A telemetria de ameaça deve incluir os indicadores estruturais, não apenas nomes. O separador || no arquivo cifrado, a combinação de _README_Yurei.txt com extensão .Yurei, os módulos preservados filewalker, encryption e configuration, e caminhos de build contendo D:\satanlockv2\* ajudam a diferenciar Yurei de famílias não relacionadas. Ainda assim, não substituem hash, assinatura comportamental e correlação temporal. Como não há hash ou endereço de infraestrutura confirmado no contexto técnico recebido, qualquer regra de detecção deve ser escrita como comportamento ou artefato observável, sem inventar IoCs estáticos.

  • Criação de _README_Yurei.txt em várias pastas durante a mesma janela temporal.
  • Grande volume de arquivos renomeados ou regravados com extensão .Yurei.
  • Execução de PowerShell tentando manipular Wallpaper.png em %TEMP%.
  • Chamadas ou compilação .NET relacionadas a SystemParametersInfo e SPI_SETDESKWALLPAPER.
  • Processos desconhecidos com comportamento de criptografia concorrente sobre várias unidades.
  • Padrão de conteúdo com chave cifrada, nonce cifrado e dados cifrados separados por ||.
  • Acesso SMB anômalo de uma estáção comum para múltiplos compartilhamentos em sequência.
  • Presença de strings ou símbolos como filewalker, encryption, configuration e D:\satanlockv2\* em amostras coletadas.
Mitigação

A primeira medida é conter sem destruir evidências. Desconecte hosts afetados da rede, preserve memória quando possível, colete binários suspeitos, notas de resgate, listas de processos, conexões, tarefas agendadas, serviços recém-criados e logs de autenticação. Em file servers, identifique o host de origem das escritas e bloqueie sessões associadas. Revogue ou desabilite temporariamente contas envolvidas até concluir a análise de credenciais, principalmente se elas tiverem acesso a compartilhamentos amplos, administração local ou serviços críticos.

A recuperação deve separar disponibilidade de confidencialidade. Para disponibilidade, valide Shadow Copies antes de reinstalar sistemas ou limpar volumes, porque Yurei não remove VSS no comportamento descrito. Se snapshots íntegros existirem, teste restauração em ambiente isolado, confirme ausência de binários persistentes e compare amostras restauradas com backups offline. Para confidencialidade, trate a ocorrência como possível exfiltração: revise proxy, DNS, firewall, EDR, logs de transferência, compactadores, ferramentas de sincronização e acessos a repositórios documentais. A restauração de arquivos não encerra o caso se dados sensíveis foram acessados ou copiados.

A prevenção depende de reduzir o efeito de uma execução bem-sucedida. Mantenha backups offline ou imutáveis, VSS habilitado onde fizer sentido operacional, privilégios mínimos em compartilhamentos, segmentação de servidores de arquivos e bloqueio de execução em diretórios graváveis por usuário. Como a base do malware deriva de projeto aberto, controles comportamentais são mais resistentes do que IoCs fixos: detecções por renomeação em massa, escrita cifrada, nota de resgate, varredura de unidades e execução suspeita de PowerShell capturam variações menores sem depender de uma única amostra.

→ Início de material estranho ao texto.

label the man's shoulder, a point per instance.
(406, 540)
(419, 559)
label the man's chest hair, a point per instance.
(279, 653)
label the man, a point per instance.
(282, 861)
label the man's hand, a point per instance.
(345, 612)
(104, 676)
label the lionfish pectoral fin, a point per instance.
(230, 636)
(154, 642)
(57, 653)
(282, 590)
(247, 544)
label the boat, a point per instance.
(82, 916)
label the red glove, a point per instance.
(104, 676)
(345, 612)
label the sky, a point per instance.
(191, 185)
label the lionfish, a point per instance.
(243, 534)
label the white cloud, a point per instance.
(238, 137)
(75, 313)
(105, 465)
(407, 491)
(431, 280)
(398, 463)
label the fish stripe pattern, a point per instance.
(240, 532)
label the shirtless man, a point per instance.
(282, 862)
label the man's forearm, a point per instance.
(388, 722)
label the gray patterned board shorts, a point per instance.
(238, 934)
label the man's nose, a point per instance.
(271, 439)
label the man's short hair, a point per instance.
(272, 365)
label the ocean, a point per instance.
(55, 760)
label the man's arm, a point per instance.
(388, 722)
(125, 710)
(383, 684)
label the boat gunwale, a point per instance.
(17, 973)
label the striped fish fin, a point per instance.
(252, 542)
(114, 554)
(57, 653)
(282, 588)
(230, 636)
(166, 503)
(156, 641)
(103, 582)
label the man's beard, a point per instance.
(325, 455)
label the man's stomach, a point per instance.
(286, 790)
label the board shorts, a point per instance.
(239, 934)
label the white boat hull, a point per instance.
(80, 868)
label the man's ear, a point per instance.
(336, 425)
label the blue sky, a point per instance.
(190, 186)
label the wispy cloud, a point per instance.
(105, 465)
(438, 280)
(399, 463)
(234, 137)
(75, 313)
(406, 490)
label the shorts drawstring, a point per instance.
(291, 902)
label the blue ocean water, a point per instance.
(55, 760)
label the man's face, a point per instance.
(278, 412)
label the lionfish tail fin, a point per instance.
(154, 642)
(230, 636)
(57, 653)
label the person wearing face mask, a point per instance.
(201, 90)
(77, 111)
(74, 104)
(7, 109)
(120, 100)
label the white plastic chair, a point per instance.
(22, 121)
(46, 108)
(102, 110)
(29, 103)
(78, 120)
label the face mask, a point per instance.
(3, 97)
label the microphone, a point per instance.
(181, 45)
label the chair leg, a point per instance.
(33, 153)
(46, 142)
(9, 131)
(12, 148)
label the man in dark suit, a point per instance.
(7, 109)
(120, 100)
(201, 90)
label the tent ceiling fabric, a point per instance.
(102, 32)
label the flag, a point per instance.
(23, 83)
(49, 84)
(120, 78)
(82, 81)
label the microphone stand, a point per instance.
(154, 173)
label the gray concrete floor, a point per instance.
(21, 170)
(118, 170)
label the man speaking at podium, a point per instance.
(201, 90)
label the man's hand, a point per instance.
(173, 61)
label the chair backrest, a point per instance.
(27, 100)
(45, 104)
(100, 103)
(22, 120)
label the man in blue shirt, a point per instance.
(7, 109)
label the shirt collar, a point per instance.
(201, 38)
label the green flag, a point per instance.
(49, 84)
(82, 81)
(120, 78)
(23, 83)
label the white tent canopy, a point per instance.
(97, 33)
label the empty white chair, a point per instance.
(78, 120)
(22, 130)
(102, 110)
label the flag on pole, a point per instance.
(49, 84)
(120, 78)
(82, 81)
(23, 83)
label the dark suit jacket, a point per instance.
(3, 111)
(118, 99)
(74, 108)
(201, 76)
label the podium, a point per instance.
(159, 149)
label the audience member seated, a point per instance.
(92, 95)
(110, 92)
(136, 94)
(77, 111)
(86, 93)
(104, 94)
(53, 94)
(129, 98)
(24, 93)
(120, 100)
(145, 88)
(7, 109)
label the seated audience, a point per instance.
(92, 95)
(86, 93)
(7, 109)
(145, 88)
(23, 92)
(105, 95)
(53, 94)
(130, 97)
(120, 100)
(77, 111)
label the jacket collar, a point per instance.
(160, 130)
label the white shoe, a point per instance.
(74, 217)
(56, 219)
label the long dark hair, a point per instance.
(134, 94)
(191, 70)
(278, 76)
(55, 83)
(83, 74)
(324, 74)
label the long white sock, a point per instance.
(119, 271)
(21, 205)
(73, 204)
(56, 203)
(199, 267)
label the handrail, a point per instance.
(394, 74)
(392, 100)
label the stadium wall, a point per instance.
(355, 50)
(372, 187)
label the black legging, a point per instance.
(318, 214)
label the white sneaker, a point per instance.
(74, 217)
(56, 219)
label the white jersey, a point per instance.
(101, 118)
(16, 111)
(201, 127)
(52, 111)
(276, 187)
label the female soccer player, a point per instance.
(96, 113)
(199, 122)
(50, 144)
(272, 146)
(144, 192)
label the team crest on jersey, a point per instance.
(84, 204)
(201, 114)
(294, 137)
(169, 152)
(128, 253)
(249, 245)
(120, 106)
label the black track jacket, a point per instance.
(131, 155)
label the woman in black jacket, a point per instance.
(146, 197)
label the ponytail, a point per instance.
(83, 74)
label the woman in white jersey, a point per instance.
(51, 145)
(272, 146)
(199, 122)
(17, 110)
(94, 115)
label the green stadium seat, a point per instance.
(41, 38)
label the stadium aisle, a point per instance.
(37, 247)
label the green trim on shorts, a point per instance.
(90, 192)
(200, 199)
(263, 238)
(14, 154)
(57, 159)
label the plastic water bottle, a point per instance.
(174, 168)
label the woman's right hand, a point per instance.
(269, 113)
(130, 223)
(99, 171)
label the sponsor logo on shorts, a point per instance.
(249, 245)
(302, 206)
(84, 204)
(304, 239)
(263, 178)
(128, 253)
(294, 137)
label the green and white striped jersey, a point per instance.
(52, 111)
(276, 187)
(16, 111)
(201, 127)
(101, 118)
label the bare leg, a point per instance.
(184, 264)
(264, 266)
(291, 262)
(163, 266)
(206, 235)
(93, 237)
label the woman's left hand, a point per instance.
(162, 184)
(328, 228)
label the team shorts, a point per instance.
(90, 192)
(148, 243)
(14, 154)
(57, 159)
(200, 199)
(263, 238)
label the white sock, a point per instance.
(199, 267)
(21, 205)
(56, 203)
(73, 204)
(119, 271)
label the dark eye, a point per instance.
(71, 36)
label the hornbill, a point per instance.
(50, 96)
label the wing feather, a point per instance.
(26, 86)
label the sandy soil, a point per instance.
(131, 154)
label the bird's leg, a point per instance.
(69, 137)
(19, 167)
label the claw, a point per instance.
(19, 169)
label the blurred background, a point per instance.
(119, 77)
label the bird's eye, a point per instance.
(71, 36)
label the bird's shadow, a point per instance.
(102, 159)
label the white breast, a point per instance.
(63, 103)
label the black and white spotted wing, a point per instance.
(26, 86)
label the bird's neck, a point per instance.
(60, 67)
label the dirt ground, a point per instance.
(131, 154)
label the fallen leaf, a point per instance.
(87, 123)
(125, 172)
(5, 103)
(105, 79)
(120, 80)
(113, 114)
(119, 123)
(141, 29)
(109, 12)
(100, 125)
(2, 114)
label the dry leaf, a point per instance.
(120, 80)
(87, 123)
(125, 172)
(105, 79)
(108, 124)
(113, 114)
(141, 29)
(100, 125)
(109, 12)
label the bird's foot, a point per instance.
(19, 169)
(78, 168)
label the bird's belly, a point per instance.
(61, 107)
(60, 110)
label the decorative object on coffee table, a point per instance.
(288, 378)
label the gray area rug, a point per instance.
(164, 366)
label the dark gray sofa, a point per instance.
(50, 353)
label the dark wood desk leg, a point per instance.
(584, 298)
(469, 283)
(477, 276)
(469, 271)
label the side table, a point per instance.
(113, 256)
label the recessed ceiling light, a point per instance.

  • Isolar endpoints com criptografia ativa e bloquear sessões SMB originadas desses hosts.
  • Preservar _README_Yurei.txt, amostras do binário, eventos de PowerShell, logs de autenticação e registros de escrita em file servers.
  • Verificar Shadow Copies e backups offline antes de apagar volumes ou reinstalar sistemas.
  • Rotacionar senhas e revogar tokens de contas usadas em hosts afetados, começando por contas com acesso a compartilhamentos e administração.
  • Auditar permissões em unidades de rede e remover acesso amplo que não seja necessário para a função do usuário.
  • Criar detecções para extensão .Yurei, nota _README_Yurei.txt, separador || em arquivos recém-criados e strings preservadas no binário.
  • Investigar possível exfiltração com logs de rede, proxy, DNS, EDR e repositórios de arquivos antes de declarar contenção completa.
  • Testar restauração em ambiente isolado e validar integridade dos dados recuperados antes de retornar sistemas à produção.